When targeting a hidden creature, before you roll to determine your effect, you must attempt a DC 11 flat check. If you fail, you don’t affect the creature, though the actions you used are still expended—as well as any spell slots, costs, and other resources. You remain flat-footed to the creature, whether you successfully target it or not.


Source Core Rulebook pg. 466 2.0
If a creature is undetected, you don’t know what space it occupies, you’re flat-footed to it, and you can’t easily target it. Using the Seek basic action can help you find an undetected creature, usually making it hidden from you instead of undetected. If a creature is undetected, that doesn’t necessarily mean you’re unaware of its presence—you might suspect an undetected creature is in the room with you, even though you’re unable to find its space. The unnoticed condition covers creatures you’re entirely unaware of.

Targeting an undetected creature is difficult. If you suspect there’s a creature around, you can pick a square and attempt an attack. This works like targeting a hidden creature, but the flat check and attack roll are both rolled in secret by the GM. The GM won’t tell you why you missed—whether it was due to failing the flat check, rolling an insufficient attack roll, or choosing the wrong square. The GM might allow you to try targeting an undetected creature with some spells or other abilities in a similar fashion. Undetected creatures are subject to area effects normally.
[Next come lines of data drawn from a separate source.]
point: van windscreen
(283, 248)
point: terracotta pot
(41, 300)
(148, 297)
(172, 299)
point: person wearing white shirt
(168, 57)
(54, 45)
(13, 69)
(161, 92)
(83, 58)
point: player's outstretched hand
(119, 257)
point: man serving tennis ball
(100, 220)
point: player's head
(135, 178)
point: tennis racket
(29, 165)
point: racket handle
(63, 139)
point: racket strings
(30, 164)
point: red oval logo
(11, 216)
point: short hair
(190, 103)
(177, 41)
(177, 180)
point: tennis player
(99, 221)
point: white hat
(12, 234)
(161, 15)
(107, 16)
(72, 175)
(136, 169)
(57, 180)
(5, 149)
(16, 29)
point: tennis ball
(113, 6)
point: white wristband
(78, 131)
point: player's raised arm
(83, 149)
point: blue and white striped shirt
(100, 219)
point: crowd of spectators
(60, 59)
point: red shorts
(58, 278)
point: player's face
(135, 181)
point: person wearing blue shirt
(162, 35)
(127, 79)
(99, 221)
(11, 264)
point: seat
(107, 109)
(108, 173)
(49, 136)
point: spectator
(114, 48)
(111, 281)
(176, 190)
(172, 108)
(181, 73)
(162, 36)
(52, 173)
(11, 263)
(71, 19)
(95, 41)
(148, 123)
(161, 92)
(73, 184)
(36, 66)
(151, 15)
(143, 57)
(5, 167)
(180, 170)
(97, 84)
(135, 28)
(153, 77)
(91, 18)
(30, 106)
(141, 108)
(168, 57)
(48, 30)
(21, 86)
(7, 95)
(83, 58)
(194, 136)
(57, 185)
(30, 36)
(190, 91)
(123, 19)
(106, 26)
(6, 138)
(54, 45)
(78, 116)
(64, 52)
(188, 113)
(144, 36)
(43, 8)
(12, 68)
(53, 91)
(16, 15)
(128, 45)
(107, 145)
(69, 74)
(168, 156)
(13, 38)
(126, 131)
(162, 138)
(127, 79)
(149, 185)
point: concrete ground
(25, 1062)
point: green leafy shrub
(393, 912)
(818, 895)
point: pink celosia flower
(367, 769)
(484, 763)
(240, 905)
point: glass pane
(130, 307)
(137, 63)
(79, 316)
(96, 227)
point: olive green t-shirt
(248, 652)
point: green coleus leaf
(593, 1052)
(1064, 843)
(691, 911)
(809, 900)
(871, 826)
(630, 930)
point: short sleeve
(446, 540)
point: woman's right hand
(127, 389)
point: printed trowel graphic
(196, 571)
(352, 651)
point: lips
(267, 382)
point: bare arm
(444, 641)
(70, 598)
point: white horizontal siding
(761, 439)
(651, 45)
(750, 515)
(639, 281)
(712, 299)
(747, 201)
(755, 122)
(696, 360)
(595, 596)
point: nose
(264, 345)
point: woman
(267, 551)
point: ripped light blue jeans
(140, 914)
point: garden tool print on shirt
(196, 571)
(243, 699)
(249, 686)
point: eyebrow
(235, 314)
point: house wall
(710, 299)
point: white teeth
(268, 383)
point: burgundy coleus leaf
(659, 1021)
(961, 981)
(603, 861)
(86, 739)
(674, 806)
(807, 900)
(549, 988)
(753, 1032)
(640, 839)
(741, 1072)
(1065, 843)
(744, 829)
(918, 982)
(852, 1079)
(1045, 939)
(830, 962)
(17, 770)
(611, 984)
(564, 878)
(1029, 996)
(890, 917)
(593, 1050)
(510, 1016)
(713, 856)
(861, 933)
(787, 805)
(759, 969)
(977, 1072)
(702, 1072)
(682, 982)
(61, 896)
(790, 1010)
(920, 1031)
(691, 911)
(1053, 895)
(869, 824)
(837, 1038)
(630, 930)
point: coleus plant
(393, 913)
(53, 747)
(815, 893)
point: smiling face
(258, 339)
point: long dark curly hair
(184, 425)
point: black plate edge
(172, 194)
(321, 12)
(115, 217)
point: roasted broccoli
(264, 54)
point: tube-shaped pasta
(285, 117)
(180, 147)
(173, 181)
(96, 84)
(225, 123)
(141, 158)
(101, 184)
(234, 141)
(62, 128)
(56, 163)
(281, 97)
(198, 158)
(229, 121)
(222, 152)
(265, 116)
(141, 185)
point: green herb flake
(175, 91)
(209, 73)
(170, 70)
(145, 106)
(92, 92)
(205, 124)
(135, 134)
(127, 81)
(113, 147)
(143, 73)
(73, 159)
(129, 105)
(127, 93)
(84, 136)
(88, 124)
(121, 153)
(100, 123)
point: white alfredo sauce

For instance, suppose an enemy elf wizard cast invisibility and then Sneaked away. You suspect that with the elf’s Speed of 30 feet, they probably moved 15 feet toward an open door. You move up and attack a space 15 feet from where the elf started and directly on the path to the door. The GM secretly rolls an attack roll and flat check, but they know that you were not quite correct—the elf was actually in the adjacent space! The GM tells you that you missed, so you decide to make your next attack on the adjacent space, just in case. This time, it’s the right space, and the GM’s secret attack roll and flat check both succeed, so you hit!


Source Core Rulebook pg. 467 2.0
If you have no idea a creature is even present, that creature is unnoticed by you. A creature that is undetected might also be unnoticed. This condition usually matters for abilities that can be used only against targets totally unaware of your presence.